What material would you suggest I use to make this adapter, EN8,9 or 19?
Regards, 
Greg


----------



## Bob Korves (Jan 1, 2019)

It probably has a Morse taper in the spindle bore.  I did not see that listed in a quick search, but you might like this site for knowledge of your lathe:
http://www.lathes.co.uk/colchester/page2.html

Here are dimensions for Morse taper shanks:


Other tapers including proprietary tapers are out there, so measure carefully.


----------



## wa5cab (Jan 1, 2019)

The standard dimensions called out for the L0 (and other larger and smaller Long Taper spindle noses) do not show any standards for the spindle bore or taper into that bore.  Information as to what yours is may be in the catalogs or should be available from Clausing Industrial Tech Support.  Call 1-800-323-0972 and ask for Colchester Tech Support, or probably just Tech Support.


----------



## john.k (Jan 1, 2019)

The Colchester spindle taper is generally a short Morse..........the easiest way to get a spindle bush is to cut down a standard Morse sleeve...........there are all sorts of legends that Colchester didnt use a standard Morse taper,but a special.........your Master will have a #4 size taper,which can easily be checked with centre that size..............and before you stick anything in the taper,make sure its clean...with a wire brush and kerosine.


----------



## warrjon (Jan 2, 2019)

I have a Colchester Master Mk1.5 with L0 and it does not use a standard Morse taper for the spindle bore. I do have the drive dog plate but do not use it.

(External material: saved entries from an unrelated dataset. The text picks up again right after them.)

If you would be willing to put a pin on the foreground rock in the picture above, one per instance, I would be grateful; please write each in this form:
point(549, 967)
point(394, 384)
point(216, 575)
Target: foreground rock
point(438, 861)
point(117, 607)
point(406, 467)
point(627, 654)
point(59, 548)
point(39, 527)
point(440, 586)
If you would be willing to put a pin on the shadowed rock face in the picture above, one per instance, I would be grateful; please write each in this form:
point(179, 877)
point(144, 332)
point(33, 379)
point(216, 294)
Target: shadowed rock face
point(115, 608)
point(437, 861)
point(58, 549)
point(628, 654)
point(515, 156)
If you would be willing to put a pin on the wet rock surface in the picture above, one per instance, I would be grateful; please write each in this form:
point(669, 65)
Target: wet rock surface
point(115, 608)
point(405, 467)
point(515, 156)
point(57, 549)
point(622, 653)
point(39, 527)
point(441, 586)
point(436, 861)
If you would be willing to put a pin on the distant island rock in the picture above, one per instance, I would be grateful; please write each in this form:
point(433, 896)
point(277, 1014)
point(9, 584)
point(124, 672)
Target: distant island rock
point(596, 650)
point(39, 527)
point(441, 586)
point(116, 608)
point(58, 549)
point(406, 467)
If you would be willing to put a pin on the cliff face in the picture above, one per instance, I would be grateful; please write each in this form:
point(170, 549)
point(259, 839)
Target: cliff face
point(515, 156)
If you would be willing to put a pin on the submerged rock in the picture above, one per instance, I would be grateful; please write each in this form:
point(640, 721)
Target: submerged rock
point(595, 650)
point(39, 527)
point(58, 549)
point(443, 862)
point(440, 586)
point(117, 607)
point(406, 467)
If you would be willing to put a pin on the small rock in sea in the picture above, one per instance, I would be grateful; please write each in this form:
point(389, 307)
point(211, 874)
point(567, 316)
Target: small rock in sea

Turning between centres I use the 3 Jaw and turn a 60° taper on a 16mm bit of steel, once the taper is turned it is concentric with the spindle and because it is the drive, does not spin in the stock. Put your drive dog against one of the jaws and your good to go.

Only draw back is it reduces distance between centres, but this has never been an issue.


----------



## Zimbohere (Jan 2, 2019)

Thanks for all the info so far. Will try and give Clausing a call later this evening and take some better readings with the snap gauges and compare to Bob's table.
Hopefully it will be a MT4 or MT5 and just cut a sleeve to size and presto


----------



## warrjon (Jan 2, 2019)

I had an MT5 to MT3 adapter for a spindle from my previous lathe and it did not fit the Colchester. If you read the link posted in #2 it says the spindle bore was close but not quite MT5. If you want to use an MT3 dead centre then you will most likely need to machine one to fit the spindle.


----------